Supõe-se que todos conhecem a história: o caseiro via o então ministro Antônio Palocci entrar numa mansão, às vezes o cumprimentava etc… etc… etc… Na CPI, revestido da autoridade de gerente geral da economia brasileira, o ministro diz que nunca esteve naquela casa suspeita. O pobre caseiro, descoberto pelos opositores ao regime Lula, fala o que sabe, o que viu e o que ouviu. Cumpriu o seu papel de cidadão honesto e honrado. E em um ato despropositado, que cheira ranço de um período negro da história brasileira, os poderosos de plantão reviram a vida do moço e quebram o seu sigilo bancário para tentar provar que Francenildo Costa estava mentindo. Para isso, cometem um crime para justificar o próprio crime.
A história que resultou na queda do ministro Palocci é, aqui, neste caso, ilustrativa. Ela serve para mostrar, numa proporção gigantesca, uma das grandes preocupações que têm tomado conta das instituições verdadeiramente compromissadas com os ideais e princípios da democracia, qual seja, o direito elementar do cidadão.
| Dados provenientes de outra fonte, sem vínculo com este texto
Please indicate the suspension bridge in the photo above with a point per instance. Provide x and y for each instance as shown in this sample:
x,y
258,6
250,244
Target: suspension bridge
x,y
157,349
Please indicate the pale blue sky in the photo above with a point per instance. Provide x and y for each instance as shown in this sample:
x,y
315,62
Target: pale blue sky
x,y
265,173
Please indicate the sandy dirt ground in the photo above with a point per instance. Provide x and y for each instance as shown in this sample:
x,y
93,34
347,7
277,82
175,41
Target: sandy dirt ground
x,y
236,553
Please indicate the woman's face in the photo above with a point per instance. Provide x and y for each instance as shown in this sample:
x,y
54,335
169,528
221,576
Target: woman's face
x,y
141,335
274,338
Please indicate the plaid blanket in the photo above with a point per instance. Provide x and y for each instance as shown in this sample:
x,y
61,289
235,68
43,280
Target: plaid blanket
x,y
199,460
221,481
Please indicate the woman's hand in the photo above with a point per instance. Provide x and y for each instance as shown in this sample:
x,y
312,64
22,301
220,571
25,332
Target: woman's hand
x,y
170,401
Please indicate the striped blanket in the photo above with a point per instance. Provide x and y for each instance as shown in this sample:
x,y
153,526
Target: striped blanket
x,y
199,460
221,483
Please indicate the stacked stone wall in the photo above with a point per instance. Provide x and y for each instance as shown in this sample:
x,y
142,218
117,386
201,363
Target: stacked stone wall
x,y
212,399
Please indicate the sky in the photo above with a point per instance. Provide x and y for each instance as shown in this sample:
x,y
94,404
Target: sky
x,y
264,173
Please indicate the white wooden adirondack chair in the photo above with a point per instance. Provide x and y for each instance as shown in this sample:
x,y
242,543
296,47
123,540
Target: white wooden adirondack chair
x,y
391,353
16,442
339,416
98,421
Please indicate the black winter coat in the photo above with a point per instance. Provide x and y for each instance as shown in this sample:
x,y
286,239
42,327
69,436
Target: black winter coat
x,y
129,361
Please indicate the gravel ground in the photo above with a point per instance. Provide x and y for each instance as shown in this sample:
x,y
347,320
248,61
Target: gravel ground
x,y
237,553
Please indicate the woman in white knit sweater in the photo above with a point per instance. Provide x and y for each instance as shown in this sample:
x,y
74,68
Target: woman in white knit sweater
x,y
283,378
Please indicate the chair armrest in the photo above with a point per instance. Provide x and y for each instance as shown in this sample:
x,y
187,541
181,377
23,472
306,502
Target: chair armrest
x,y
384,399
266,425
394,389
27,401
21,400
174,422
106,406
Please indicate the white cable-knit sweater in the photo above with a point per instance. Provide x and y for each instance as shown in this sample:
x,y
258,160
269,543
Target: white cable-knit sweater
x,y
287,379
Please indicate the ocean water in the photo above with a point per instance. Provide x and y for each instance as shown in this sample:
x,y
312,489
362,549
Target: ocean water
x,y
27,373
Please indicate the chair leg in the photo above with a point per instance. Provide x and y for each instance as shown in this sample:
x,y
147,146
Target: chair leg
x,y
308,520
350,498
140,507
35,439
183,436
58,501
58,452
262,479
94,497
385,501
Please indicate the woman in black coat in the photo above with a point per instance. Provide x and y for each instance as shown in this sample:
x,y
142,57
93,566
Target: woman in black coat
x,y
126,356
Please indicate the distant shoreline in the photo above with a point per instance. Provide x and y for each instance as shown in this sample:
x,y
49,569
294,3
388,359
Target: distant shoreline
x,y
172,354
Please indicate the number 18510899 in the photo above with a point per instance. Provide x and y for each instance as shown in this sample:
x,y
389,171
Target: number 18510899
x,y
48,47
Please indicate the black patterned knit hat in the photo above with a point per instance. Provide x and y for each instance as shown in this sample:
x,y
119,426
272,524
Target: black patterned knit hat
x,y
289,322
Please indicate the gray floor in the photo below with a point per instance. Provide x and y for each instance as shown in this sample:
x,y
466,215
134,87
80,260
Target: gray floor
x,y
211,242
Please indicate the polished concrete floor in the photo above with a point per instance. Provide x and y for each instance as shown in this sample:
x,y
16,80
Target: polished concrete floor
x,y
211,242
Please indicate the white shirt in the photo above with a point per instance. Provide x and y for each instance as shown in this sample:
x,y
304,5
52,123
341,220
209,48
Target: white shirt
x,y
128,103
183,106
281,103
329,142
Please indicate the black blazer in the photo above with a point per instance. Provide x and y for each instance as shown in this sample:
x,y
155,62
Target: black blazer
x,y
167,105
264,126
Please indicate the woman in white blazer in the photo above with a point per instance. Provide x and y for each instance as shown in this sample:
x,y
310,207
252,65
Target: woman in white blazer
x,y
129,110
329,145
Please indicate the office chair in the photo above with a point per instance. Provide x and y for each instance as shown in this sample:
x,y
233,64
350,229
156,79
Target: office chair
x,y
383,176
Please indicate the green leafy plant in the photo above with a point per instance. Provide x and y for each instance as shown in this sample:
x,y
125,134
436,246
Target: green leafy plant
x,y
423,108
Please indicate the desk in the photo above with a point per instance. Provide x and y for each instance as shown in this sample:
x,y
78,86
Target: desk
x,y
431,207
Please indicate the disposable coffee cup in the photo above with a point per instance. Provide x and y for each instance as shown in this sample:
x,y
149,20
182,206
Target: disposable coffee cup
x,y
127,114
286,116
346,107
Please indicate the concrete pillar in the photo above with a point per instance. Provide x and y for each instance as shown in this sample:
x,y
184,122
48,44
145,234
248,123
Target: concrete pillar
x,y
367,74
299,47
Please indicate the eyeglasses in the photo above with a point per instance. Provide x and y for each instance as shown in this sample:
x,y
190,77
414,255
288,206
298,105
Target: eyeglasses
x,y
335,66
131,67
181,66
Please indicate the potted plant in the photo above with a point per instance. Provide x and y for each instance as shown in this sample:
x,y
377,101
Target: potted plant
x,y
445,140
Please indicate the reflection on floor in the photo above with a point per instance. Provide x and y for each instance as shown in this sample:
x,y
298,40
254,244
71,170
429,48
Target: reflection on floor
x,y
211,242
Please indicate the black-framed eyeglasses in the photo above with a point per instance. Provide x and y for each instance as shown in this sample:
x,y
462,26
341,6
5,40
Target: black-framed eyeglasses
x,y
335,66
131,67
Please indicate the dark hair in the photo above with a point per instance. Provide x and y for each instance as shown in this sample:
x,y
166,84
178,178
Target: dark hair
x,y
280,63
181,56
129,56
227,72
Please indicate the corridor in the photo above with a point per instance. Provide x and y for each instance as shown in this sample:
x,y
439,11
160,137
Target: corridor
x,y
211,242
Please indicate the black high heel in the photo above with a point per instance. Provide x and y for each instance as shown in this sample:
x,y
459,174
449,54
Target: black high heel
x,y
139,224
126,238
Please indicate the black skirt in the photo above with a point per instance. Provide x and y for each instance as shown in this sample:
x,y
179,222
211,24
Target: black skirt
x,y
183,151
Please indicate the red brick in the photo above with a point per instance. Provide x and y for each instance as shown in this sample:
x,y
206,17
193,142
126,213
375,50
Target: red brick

Entre essas entidades, está a nossa Ordem dos Advogados do Brasil. No ato simples de bisbilhotar a conta do caseiro para tentar encontrar desesperadamente uma saída honrosa para o seu ministro, a triste constatação de que o cidadão independente de cor, raça, sexo, religião etc está abandonado à própria sorte por parte do Estado.
Recomenda-se que qualquer homem público, ao se investir do mais simples cargo, concursado ou não, eleito ou não, deveria entender e ter em mente que aquele lugar pertence ao povo, que é, de verdade, trabalhador do povo, daquele cidadão que pede esmola na esquina e também daquele que sai todos os dias de Hilux para seu luxuoso escritório. Sem distinção!
Ter o seu sigilo bancário assim como o telefônico e fiscal, aliado a outros princípios de vida essenciais é direito básico assegurado na Constituição brasileira. O que aconteceu com o caseiro Francenildo é ilustrativo, emblemático. Com o fato, é de se questionar: qual o verdadeiro papel do Estado nisso tudo? Conclusão: é triste constatar que o cidadão está fadado ao descaso dos homens públicos diante dos mais elementares direitos fundamentais. Nesse confronto Estado versus cidadão, a luta “parece” ser desproporcional. Senão vejamos: o Estado se arma de Governo, Câmara dos Deputados, Senado Federal, Ministério Público e Judiciário, além dos Tribunais de Contas. E o cidadão? Quem está ao lado do cidadão para garantir seus direitos?
Não, senhores! Definitivamente, não! Não vamos tapar o sol com a peneira e achar que o Estado brasileiro hoje seja feito apenas para o povo. É triste constatar que o ranço da ditadura seja mais que um aspecto de um regime baseado nas armas.
Em verdade, o que se deu com Francenildo é mais ou menos o que ocorre diariamente com inúmeros cidadãos, que vêem seus direitos sendo violados com simples ordens judiciais ou mesmo uma ligação telefônica. Já denunciamos isso várias vezes e fomos mal interpretados. Já bradamos: os direitos fundamentais do cidadão estão sendo violados. Há tempos, nós, advogados, estamos catalogando sinais evidentes de desrespeito ao cidadão por parte do Estado. Ninguém se preocupou. E a prova está aí, de novo: o Estado agiu contra o cidadão.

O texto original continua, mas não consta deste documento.